More than half of all tech workers in Australia are situated in one of 96 digital technology clusters scattered across the country, according to a new report from national science agency CSIRO and the Tech Council of Australia.

The 96 clusters, located in all eight states and territories, also accounted for 62 per cent of the tech job created in Australia between 2011 and 2021, despite representing just four per cent of the 2,473 statistical regions examined.

The report, which maps clusters on a national scale for the first time, pinpoints 60 greater capital city clusters, including four super-clusters – the ‘Sydney Arc’, the ‘Melbourne Diamond’, the ‘Brisbane Corridor’, and the ‘Canberra Triangle’.

A further 36 regional niche clusters – the bulk of which are situated in locations on the Gold Coast and Sunshine Coast in Queensland, and Regional Victoria – were also identified.

A mock-up of Tech Central in Haymarket, Sydney. Image: CSIRO

In NSW, Victoria and Canberra, more than half of the digital workforce was found to be based in a cluster, the report said, accounting for 132,863 workers (61 per cent), 102,716 workers (57 per cent), and 21,994 (69 per cent), respectively

For the remainder of the country, the percentage of digital workers in clusters ranged from 39 per cent in Western Australia and 41 per cent in Queensland to 47 per cent in South Australia, brining the Australian average to 55 per cent.

The report also found that clusters contributed to 62 per cent of national digital workforce growth between 2011 and 2021 and generated 63 per cent more intellectual property patent applications, indicating “higher R&D productivity”.
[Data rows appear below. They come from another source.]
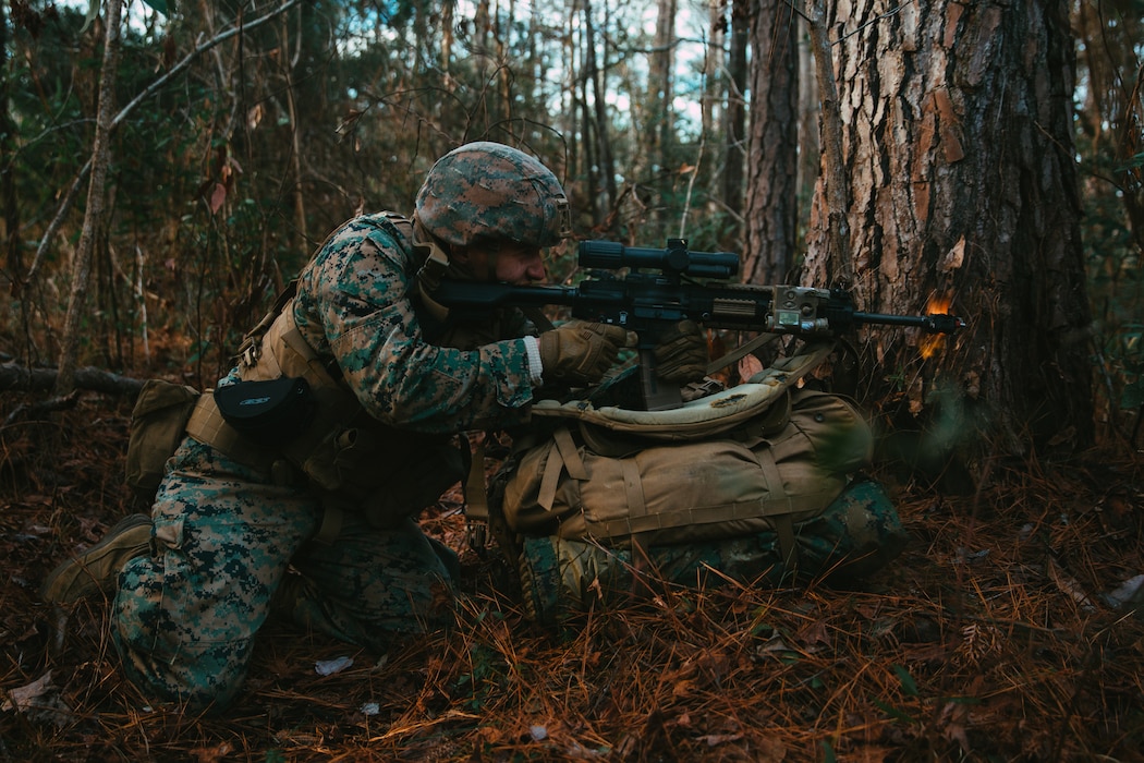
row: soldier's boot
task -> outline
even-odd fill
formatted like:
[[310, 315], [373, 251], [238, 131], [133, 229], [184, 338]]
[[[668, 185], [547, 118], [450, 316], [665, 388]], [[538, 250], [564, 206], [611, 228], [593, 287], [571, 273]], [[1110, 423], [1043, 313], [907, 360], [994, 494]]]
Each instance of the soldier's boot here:
[[116, 523], [103, 540], [62, 563], [43, 580], [40, 597], [51, 604], [72, 604], [96, 593], [108, 594], [129, 559], [151, 550], [151, 517], [133, 514]]

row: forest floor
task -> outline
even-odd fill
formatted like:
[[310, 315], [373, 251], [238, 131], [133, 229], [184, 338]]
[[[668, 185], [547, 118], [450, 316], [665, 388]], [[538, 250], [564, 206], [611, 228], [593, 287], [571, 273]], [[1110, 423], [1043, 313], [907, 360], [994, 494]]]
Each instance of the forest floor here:
[[[0, 761], [1144, 761], [1144, 461], [1123, 445], [998, 464], [972, 495], [887, 479], [911, 542], [863, 590], [680, 591], [557, 633], [464, 551], [452, 633], [375, 654], [268, 623], [209, 716], [127, 683], [102, 598], [38, 599], [128, 512], [130, 406], [32, 402], [0, 395]], [[423, 524], [461, 550], [458, 509]]]

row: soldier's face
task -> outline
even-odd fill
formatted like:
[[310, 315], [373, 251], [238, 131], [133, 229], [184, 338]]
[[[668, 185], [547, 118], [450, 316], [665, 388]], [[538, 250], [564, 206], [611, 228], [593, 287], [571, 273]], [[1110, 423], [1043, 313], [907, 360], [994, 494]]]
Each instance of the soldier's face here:
[[[523, 244], [487, 248], [470, 246], [454, 252], [453, 259], [478, 280], [526, 286], [543, 280], [546, 276], [540, 249]], [[490, 272], [490, 263], [494, 263], [493, 272]]]
[[545, 261], [537, 247], [510, 244], [496, 253], [496, 280], [525, 286], [545, 279]]

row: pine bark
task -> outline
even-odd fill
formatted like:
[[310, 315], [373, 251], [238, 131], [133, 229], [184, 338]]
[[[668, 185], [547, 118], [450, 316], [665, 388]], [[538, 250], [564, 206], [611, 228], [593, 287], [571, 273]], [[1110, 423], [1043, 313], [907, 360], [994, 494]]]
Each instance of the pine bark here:
[[[952, 300], [969, 321], [940, 347], [868, 332], [867, 367], [881, 369], [868, 391], [927, 411], [932, 447], [1089, 444], [1067, 3], [856, 0], [833, 5], [827, 23], [859, 304], [921, 313]], [[810, 280], [836, 275], [821, 256], [836, 212], [819, 189]]]
[[744, 280], [784, 284], [799, 223], [799, 50], [791, 5], [755, 0], [750, 13], [750, 136]]

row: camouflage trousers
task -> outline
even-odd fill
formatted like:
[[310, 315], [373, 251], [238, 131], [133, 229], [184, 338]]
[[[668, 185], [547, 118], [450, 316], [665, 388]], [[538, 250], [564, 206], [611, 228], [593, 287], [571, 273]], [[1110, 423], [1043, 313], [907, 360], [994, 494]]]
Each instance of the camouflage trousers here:
[[272, 601], [303, 627], [378, 651], [452, 623], [452, 551], [410, 519], [378, 530], [352, 514], [333, 542], [311, 542], [321, 516], [304, 488], [184, 440], [152, 508], [154, 553], [119, 577], [112, 637], [132, 681], [156, 699], [224, 707]]

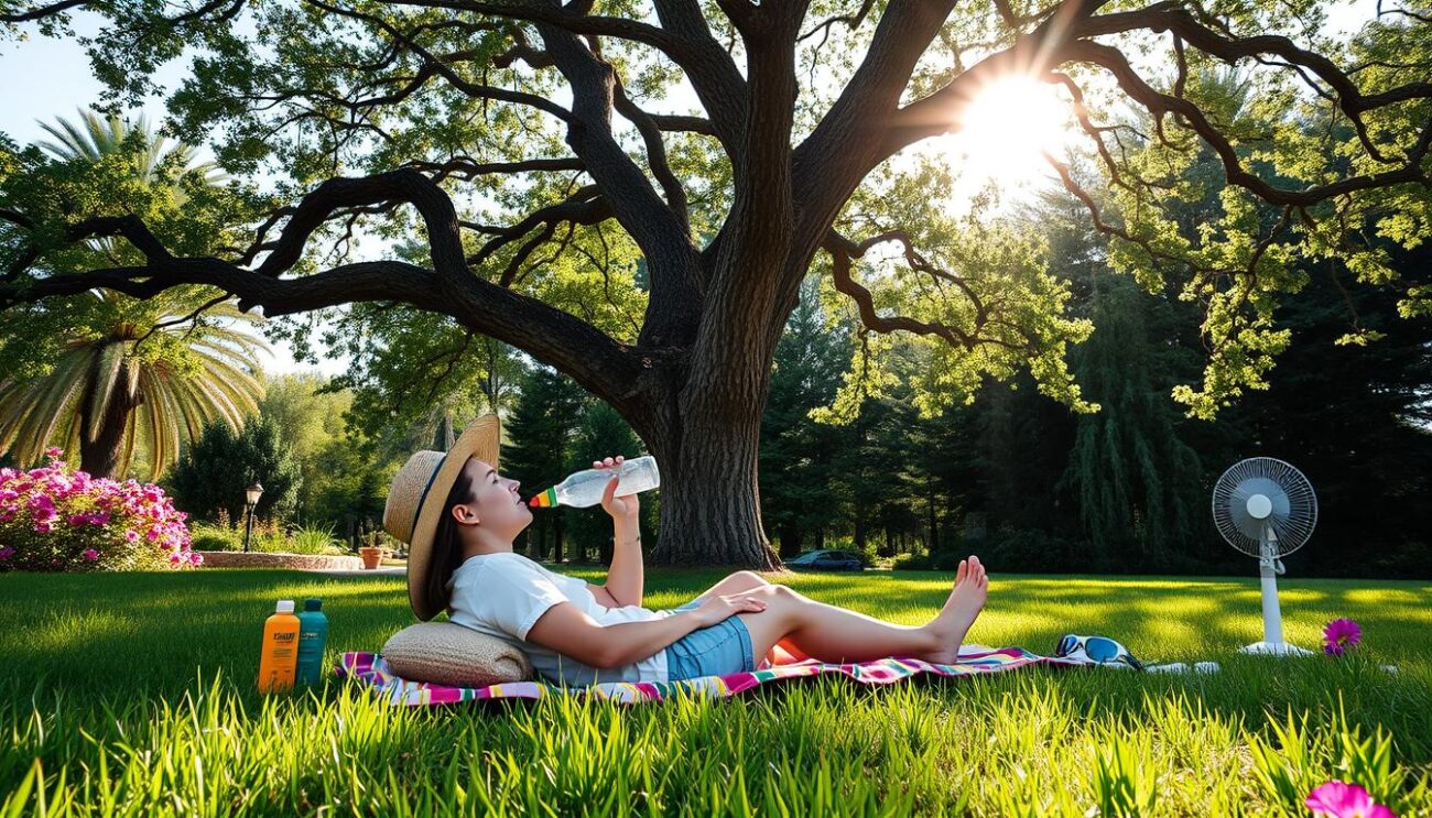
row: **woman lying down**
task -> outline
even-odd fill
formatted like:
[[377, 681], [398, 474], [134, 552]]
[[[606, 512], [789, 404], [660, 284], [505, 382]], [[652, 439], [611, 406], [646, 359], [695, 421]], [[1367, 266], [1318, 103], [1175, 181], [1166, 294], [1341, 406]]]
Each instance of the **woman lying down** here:
[[601, 508], [616, 532], [607, 581], [594, 585], [513, 552], [533, 513], [517, 481], [498, 472], [498, 438], [497, 416], [485, 415], [445, 455], [412, 455], [392, 481], [382, 522], [410, 543], [408, 598], [420, 619], [447, 611], [520, 648], [548, 682], [682, 681], [806, 658], [952, 664], [984, 608], [988, 579], [974, 556], [961, 561], [949, 599], [921, 626], [816, 602], [749, 571], [679, 608], [643, 608], [637, 496], [613, 496], [623, 459], [593, 463], [613, 469]]

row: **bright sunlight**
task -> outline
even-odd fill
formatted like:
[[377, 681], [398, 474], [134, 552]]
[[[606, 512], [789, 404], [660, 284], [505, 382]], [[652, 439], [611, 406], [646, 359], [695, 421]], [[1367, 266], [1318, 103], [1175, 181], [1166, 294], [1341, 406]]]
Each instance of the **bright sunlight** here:
[[1060, 89], [1025, 76], [991, 82], [969, 103], [964, 120], [941, 146], [961, 173], [957, 200], [990, 182], [1004, 190], [1042, 186], [1053, 170], [1041, 152], [1063, 157], [1073, 123]]

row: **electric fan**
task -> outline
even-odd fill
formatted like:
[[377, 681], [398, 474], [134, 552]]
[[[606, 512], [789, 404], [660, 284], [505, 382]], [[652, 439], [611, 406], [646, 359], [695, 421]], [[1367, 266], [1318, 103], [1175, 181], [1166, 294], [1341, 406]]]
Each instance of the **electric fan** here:
[[1273, 458], [1249, 458], [1223, 472], [1213, 486], [1213, 522], [1229, 545], [1259, 559], [1263, 579], [1263, 641], [1244, 654], [1309, 655], [1283, 641], [1277, 606], [1282, 556], [1293, 553], [1317, 525], [1317, 495], [1307, 478]]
CSIRO acting chief executive Kristen Rose said the “experience globally has shown that firms in clusters grow, employ and innovate at a faster rate” than those that are not located in industry clusters.

But in Australia there has been “relatively few attempts” to identifying technology industry clusters, with efforts limited specific area like North Sydney’s ‘arc’, the software industry in Sydney and Melbourne, or Australia’s AI capabilities.

“We know comparatively little about this in Australia, but what this report tells us very clearly is that geography matters and understanding that geography can help us catalyse growth,” Ms Rose said ahead of the launch of the report on Tuesday.

CSIRO principal researcher Dr Stefan Hajkowicz, who is the lead author, said the report highlighted some of the “same patterns of intense spatial clustering” seen in leading technology clusters in Silicon Valley and Cambridge in the United Kingdom, among others.

In North Sydney-Lavender Bay, for instance, software programmers are employed at “7.3 times the rate of the national average”, followed by Docklands in Melbourne (6.38 times) and Greenway in Canberra (6.32 times).

“We’re not searching for Australia’s Silicon Valley, we have our own clusters with their own unique blend of technology specialisations, companies, and cultures,” Dr Hajkowicz said of the report.

Commenting on the report, Tech Council chief executive Kate Pounder said the 96 clusters was an “incredible achievement” and helped to create “jobs and opportunity for a range of communities and workers”.

She added that the existence of niche clusters in regions like Noosa in Queensland, Newcastle in New South Wales and Torquay in Victoria was proof that “great ideas and industries can spring up anywhere in Australia”.

“Given tech jobs are amongst the fastest-growing, best-paid and most flexible jobs in the country, it’s a great advantage for any community to have a cluster in their area,” Ms Pounder said in a statement.